AJO – Executive Summary

Executive Summary

The Project and its Goals

Everybody knows visually impaired people are a part of our society. More than 2.2 billion people in the world are blind or visually impaired (World Health Organization [WHO], 2019b). However, many people have no idea of the struggles this population must overcome to function in today’s technology-oriented world. There are several assistive technologies that VIPs (visually impaired persons) can use daily to make their life easier. In addition to assistive technologies, some organizations provide content to the blind, and one such organization is, Audio Journal, a nonprofit radio reading service that broadcasts programs to the blind, visually impaired, and print disabled listeners all day, every day. There are multiple ways for Audio Journal listeners to access their live content including smart speakers, landline phones, cable TV, and a special radio receiver provided free of charge to people who request one.

  While there are many ways to access live content, the same cannot be said about their previous programs or archived content. That is why the Audio Journal approached us with a specific goal to find the best way for their listeners to access their content on-demand. Initially, there were two possible options, an Alexa skill or a concept design for an app, and our job was to determine the better one through research and write a report with recommendations for the future engineer team. In the case we decided an app was best, we also needed to create a concept design for the app.



     The most important population that we needed information from was Audio Journal’s listeners. The main goal was to learn more about how they access Audio Journal, how they’d prefer to access it, what assistive technologies they have, whether they need them to access Audio Journal’s broadcasts, and what accessibility features they’d need to use a smartphone app. It was also important that we spoke with visually impaired people who use smartphones. While there are Audio Journal listeners who use smartphones, many of their listeners are older than 65 and less likely to use smartphones as a result. To ensure that we got feedback from smartphone users, we expanded our target audience to include people with print disabilities who don’t necessarily listen to the Audio Journal.

We also felt that it was important to meet with social service workers who work closely with the blind and visually impaired. While getting information from listeners directly was undoubtedly vital since it is a challenge for the Audio Journal to keep track of its listeners, our pool of known listeners was only a fraction of the population. Interviewing social service workers who work closely with people who are print disabled helped to fill in the gaps. Finally, it was important to learn more about best practices from actual software developers that had experience working with our platform. Ideally, we wanted to get in contact with developers that made software with the accessibility features that Audio Journal’s listeners need.

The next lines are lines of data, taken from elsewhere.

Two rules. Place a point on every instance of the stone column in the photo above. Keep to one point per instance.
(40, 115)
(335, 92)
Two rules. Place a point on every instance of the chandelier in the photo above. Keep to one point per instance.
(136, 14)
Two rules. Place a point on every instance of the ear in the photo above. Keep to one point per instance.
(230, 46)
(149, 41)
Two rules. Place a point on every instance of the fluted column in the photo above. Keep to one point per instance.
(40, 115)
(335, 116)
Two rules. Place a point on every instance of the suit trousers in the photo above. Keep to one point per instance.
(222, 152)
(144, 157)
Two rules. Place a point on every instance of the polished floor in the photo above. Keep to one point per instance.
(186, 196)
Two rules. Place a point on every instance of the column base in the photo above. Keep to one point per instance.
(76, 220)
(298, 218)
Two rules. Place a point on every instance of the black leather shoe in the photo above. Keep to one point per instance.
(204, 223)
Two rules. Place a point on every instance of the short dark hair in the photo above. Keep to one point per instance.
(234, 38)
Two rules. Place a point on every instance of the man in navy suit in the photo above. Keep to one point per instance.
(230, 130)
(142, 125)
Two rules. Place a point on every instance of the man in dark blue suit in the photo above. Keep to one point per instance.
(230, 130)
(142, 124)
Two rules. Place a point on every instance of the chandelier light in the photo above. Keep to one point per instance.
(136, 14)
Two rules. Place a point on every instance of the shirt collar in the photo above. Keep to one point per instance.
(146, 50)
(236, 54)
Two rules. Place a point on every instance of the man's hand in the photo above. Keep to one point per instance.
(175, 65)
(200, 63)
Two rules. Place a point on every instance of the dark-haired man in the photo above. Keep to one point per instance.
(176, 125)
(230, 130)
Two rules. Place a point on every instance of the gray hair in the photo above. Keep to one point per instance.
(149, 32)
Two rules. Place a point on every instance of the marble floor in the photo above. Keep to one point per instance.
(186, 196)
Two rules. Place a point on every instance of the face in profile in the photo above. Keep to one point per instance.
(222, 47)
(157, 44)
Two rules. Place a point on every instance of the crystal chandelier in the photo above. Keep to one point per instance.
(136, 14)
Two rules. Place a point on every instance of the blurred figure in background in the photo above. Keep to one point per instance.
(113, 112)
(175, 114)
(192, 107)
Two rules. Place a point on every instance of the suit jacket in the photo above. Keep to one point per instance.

Because of the qualitative nature of the information we needed, we decided to conduct interviews with our target populations. Due to the coronavirus outbreak, these interviews were done either over the phone or through video conferencing services like Zoom.



     With all of the knowledge we had gained from 21 interviews and our background research, we were able to find the ideal way to create our concept design of the Audio Journal app. First, we determined the ideal platform to deliver the app on. Initially, we were considering either a smartphone app for Android or iPhone or a skill for the Amazon Echo. After our interviews, it was obvious that the best platform was the iPhone. We made this decision because of its popularity with Audio Journal listeners, as all Audio Journal listeners who had smartphones had an iPhone, and because of its tremendous accessibility features such as VoiceOver and Zoom, the magnifying feature not the video conferencing service. Apple’s accessibility features received high praise from app developers and social service workers as well, solidifying the decision to have the iPhone as our platform.

     After determining the platform, our data suggested that would make our app accessible to Audio Journal listeners. We separated the features into two categories, primary and secondary features. The primary features were the features most important to the app’s accessibility. These features were VoiceOver and Zoom compatibility, the ability to listen live, and a search and browse feature to access previous broadcasts. Without these features, the app would not be usable by most audio journal users. The secondary features include voice control, a color palette changer, a favorites section, and a continue listening option. The secondary features, while not as important as the primary ones, supplement the primary ones to make the user’s experience as easy as possible.  

     Finally, we found implementation strategies that will make the app even more accessible and easy to use. The main strategy is keeping it simple. Keeping it simple is the most important implementation strategy that makes the app more intuitive and understandable for those who are not that technology literate. The other strategies are keeping the most important items at the top of the screen, and the other is to keep the app’ layout static. These other strategies help keep the app simple and will aid the user in navigating the app more easily.


Conclusion & Recommendations

A future team that continues this project and turns our concept design into a fully functioning app should keep the target audience in mind when creating the app and keeping accessibility and functionality the main focus. We also recommend the app interface with Audio Journal’s website to minimize maintenance for the app. The team should also be aware of some of the obstacles that can occur when trying to get an app on the App Store, such as the review process potentially taking longer than expected. We also encourage the future team to reach out to us if they have any further questions or concerns, as we have developed a lot of contacts and insight into the blind and visually impaired community that would be very helpful.